Beyond his refinement of learning objectives and adoption of new technologies, Schoenfield said that the move online had an impact on the social side of his teaching, too. He believes that online courses have opened many educators’ eyes to aspects of the issue of diversity, especially coming at this moment of confluence with COVID-19 policy and conflict-filled politics. That some students had difficulties finding reliable internet connections or digital devices speaks to the importance of social and economic equity. Such issues, Schoenfield remarked, translate into the privileges (and lack thereof) that instructors need to consider in their classrooms, such as the privilege to speak one’s mind confidently—on Zoom or in the classroom.
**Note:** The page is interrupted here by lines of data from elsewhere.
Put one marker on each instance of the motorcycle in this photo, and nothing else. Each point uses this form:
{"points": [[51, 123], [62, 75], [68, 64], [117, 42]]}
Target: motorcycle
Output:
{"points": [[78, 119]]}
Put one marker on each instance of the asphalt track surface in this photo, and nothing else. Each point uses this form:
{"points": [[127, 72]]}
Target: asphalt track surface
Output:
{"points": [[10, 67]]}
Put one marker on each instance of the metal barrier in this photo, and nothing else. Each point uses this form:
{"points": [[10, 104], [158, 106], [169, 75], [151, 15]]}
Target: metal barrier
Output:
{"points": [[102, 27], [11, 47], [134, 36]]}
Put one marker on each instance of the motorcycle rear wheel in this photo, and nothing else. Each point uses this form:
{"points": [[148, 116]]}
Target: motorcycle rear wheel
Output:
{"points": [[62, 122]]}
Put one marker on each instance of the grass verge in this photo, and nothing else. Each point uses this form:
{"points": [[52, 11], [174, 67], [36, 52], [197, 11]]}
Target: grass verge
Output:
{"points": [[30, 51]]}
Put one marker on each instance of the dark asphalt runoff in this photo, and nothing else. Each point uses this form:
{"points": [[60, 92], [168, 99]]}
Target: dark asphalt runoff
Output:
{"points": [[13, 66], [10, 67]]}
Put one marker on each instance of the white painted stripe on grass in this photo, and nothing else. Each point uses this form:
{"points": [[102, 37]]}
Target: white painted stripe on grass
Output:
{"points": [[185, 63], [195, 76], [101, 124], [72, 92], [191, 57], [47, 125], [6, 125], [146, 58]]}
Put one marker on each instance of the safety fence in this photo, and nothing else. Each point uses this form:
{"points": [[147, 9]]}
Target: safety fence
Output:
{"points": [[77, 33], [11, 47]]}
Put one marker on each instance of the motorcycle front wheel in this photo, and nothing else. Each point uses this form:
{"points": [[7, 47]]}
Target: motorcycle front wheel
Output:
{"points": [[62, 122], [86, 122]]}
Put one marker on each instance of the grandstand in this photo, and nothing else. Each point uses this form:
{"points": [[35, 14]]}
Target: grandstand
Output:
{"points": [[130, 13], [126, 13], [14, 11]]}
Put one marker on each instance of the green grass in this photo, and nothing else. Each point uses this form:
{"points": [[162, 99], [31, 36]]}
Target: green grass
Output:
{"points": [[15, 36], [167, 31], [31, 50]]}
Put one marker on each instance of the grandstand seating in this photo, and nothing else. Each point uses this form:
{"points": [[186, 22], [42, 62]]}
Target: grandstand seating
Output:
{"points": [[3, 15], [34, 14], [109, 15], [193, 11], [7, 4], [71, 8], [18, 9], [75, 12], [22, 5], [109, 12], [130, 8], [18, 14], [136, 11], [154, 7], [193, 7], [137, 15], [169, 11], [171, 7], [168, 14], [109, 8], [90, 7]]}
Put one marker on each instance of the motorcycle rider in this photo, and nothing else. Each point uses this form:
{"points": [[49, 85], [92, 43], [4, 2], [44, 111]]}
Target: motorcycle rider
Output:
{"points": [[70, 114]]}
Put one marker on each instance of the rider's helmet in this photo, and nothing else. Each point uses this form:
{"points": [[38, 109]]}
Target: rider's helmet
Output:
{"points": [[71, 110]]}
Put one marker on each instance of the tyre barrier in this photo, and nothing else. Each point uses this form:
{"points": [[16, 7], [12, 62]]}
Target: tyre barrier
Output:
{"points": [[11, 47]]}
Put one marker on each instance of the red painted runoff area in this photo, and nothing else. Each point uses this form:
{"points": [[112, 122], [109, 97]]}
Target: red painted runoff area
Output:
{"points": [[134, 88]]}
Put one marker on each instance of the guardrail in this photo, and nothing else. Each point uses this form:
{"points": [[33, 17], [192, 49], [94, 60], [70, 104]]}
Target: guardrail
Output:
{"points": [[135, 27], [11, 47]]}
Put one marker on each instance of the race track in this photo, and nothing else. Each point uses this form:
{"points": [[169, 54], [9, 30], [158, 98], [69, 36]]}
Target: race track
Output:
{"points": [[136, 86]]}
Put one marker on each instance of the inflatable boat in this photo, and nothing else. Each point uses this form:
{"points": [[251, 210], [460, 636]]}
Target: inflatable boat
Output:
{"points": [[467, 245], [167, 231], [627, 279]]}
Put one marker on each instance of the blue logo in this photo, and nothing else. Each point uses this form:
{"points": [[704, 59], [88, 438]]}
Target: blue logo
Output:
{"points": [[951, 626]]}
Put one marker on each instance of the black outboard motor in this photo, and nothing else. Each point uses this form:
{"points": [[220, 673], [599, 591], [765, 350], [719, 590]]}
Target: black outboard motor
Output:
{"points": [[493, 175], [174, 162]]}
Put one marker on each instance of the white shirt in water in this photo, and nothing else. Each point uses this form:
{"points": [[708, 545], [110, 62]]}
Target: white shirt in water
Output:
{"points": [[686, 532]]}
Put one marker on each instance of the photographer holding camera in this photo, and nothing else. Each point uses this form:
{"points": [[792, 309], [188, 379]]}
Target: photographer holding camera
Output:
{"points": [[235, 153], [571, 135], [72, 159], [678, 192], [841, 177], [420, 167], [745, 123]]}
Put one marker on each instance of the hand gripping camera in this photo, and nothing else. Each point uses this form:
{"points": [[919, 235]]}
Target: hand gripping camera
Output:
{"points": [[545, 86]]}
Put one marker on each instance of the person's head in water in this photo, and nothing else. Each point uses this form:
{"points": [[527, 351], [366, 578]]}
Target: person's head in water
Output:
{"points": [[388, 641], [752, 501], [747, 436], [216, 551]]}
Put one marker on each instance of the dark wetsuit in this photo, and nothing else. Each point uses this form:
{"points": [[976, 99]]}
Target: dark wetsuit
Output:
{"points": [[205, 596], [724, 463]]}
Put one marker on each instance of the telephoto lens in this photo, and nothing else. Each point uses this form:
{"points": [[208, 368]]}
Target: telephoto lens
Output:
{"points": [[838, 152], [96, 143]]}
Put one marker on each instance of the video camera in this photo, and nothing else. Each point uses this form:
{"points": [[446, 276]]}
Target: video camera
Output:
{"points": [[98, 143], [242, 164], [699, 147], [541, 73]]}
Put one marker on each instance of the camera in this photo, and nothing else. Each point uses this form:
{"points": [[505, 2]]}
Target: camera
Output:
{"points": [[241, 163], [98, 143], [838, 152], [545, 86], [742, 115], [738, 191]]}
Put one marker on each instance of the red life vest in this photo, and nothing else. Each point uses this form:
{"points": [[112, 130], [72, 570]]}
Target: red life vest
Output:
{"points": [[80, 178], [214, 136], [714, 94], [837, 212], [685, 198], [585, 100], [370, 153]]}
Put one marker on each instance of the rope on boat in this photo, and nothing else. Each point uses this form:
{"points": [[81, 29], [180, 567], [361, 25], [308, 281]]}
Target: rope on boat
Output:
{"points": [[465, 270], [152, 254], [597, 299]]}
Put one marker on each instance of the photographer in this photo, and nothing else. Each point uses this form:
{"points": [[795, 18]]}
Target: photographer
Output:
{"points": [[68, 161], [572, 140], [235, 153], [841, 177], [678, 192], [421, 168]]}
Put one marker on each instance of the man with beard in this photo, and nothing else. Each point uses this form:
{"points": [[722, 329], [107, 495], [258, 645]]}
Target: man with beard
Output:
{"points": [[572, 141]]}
This period of sudden transition into online teaching, despite its difficulties and anxieties, has created a set of pedagogical assets for Schoenfield on various levels: from a reliable set of educational videos to insights into social aspects of teaching. “One thing that I liked about the online teaching in this time of crisis,” he said, “was that the so-called natural hierarchy of teaching was completely disrupted. You had people coming just out of grad school, or even still in it, way more ready to go.” Schoenfield is a senior faculty member, but he found himself learning along with junior colleagues in ways that will continue to influence his teaching for years to come.